The Toadmansion Media Center

I live in a house called Toadmansion. It is inhabited by three engineers and a tech sales guy with access to enterprise hardware samples. Our media center is better than yours.

Media Center

I. Software

Two pieces of software power user interactions, XBMC and Andy’s mediaserver Django app.

XBMC is an open source media player with a UI designed for TVs. It checks the two main boxes that we’re looking for in a free app: mature and popular. It does what it’s supposed to do without too much configuration. This is huge because it means we can spend more time worrying about the Django app.

For years mediaserver has only been used by one person, and that’s a shame. The interaction is so obviously valuable.  Imagine a dashboard that integrates local files, a database of all TV shows, and The Pirate Bay. Want to watch anything in the world? Click on it. The torrent magically begins and a progress bar appears in the UI.

Hype aside, the project does need a bit of developer love. I’d like to increase its fault tolerance. and tackle some lingering corner cases. There are many moving pieces because of the external services, but the problems worth solving. Fork the project on GitHub and follow the instructions in the readme if you’d like to contribute.

II. Hardware

The hardware shines as well. We’re lucky to have access to enterprise kit that we wouldn’t normally be able to get our hands on. The components are the router, the nas, and the media server.

The router is a FortiWiFi 60D. The manufacturer doesn’t list price information but I think it goes for around 600 bucks. What’s important for our use case is its support for “client mode” (versus access point mode) out of the box. We’ve configured it to join the main Toadmansion network as a client and share the internet with the NAS and media server. The benefits of this setup are twofold. First, we avoid running an obnoxious ethernet cable through the house. But more importantly, there is no lag between the NAS and the media server because they’re hard-wired.

Sadly, the vast majority of my time in this project went into configuring this router. Just resetting the admin password was a battle. In Fortinet’s router confusopoly you will find documentation for similar but out of date models, private forums, and few Stack Exchange answers. NB: Mass market consumer-grade hardware with a community following is better for personal projects than enterprise gear.

The NAS is a Buffalo Terastation. It has about 8 terabytes of storage. I like it because it is unremarkable. It does what it’s supposed to do. We’ve mounted it on the media server using this fantastic one-liner in `/etc/fstab`

//192.168.2.101/Illmatic /media/nas cifs username=Admin,password=OurPassword,guest,uid=1000				  0       0

Between the NAS and the media server itself we have about 9 Terabytes of storage.

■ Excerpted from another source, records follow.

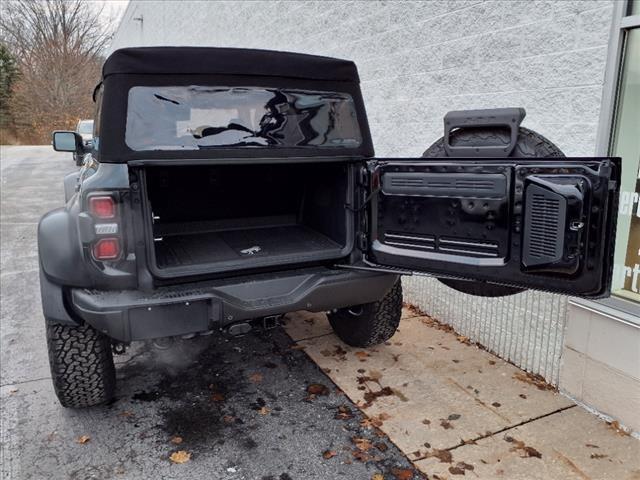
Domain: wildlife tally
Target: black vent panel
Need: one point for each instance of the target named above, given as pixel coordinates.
(545, 218)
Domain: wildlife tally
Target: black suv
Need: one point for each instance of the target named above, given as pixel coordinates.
(228, 185)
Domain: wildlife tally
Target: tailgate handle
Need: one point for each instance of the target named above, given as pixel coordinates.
(497, 117)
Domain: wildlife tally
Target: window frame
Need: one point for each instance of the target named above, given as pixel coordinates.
(623, 309)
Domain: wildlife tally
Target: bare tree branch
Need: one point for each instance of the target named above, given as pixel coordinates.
(58, 45)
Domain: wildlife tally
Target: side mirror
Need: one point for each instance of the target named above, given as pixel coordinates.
(64, 141)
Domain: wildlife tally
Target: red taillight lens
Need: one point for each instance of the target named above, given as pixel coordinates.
(106, 249)
(102, 207)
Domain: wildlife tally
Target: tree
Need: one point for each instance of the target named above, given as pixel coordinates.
(58, 46)
(8, 76)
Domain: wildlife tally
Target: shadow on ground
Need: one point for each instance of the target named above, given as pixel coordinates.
(250, 408)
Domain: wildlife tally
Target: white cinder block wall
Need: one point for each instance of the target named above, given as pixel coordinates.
(418, 60)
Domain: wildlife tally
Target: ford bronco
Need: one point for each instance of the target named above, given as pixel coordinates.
(225, 186)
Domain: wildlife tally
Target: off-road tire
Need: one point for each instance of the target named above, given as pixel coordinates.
(530, 144)
(369, 324)
(81, 365)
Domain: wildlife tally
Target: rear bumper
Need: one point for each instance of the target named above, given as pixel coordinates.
(128, 315)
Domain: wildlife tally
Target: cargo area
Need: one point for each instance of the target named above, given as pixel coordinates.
(235, 217)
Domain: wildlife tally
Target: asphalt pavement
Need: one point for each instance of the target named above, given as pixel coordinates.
(246, 408)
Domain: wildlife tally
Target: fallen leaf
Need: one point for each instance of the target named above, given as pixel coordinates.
(616, 427)
(370, 397)
(344, 413)
(445, 424)
(443, 455)
(598, 456)
(520, 445)
(317, 389)
(362, 444)
(400, 395)
(460, 468)
(327, 454)
(181, 456)
(533, 379)
(402, 473)
(532, 452)
(383, 447)
(361, 355)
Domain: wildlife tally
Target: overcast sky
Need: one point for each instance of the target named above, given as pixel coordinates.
(112, 8)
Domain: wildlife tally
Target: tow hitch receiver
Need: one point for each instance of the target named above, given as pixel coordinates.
(270, 322)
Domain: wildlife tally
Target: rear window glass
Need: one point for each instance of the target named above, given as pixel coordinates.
(200, 117)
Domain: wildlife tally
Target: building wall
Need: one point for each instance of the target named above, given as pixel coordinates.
(418, 60)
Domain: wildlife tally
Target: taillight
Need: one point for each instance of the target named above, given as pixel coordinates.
(106, 249)
(107, 243)
(102, 206)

I have a feeling it’s going to fill up quick so I built an API in mediaserver for monitoring disks. Here’s the Python that gets disk usage:

result = os.statvfs(disk.name)
         bytes_per_block = result.f_frsize
         blocks_available = result.f_bavail
         available_terabytes = float(blocks_available) * float(bytes_per_block) / 1099511627776
         total_blocks = result.f_blocks
         capacity_terabytes = float(total_blocks) * float(bytes_per_block) / 1099511627776

It appears to work.

The server itself is a mid-range Ubuntu desktop machine in a set-top box form factor case. The XBMC install is a breeze. In the future we may install some game console emulators.

The only missing component is a television. We have an old Sanyo, but it suffers from intractable overscan when using HDMI. The VGA input works but the color is washed out. If you want to release a TV into a good home, Toadmansion is here for you.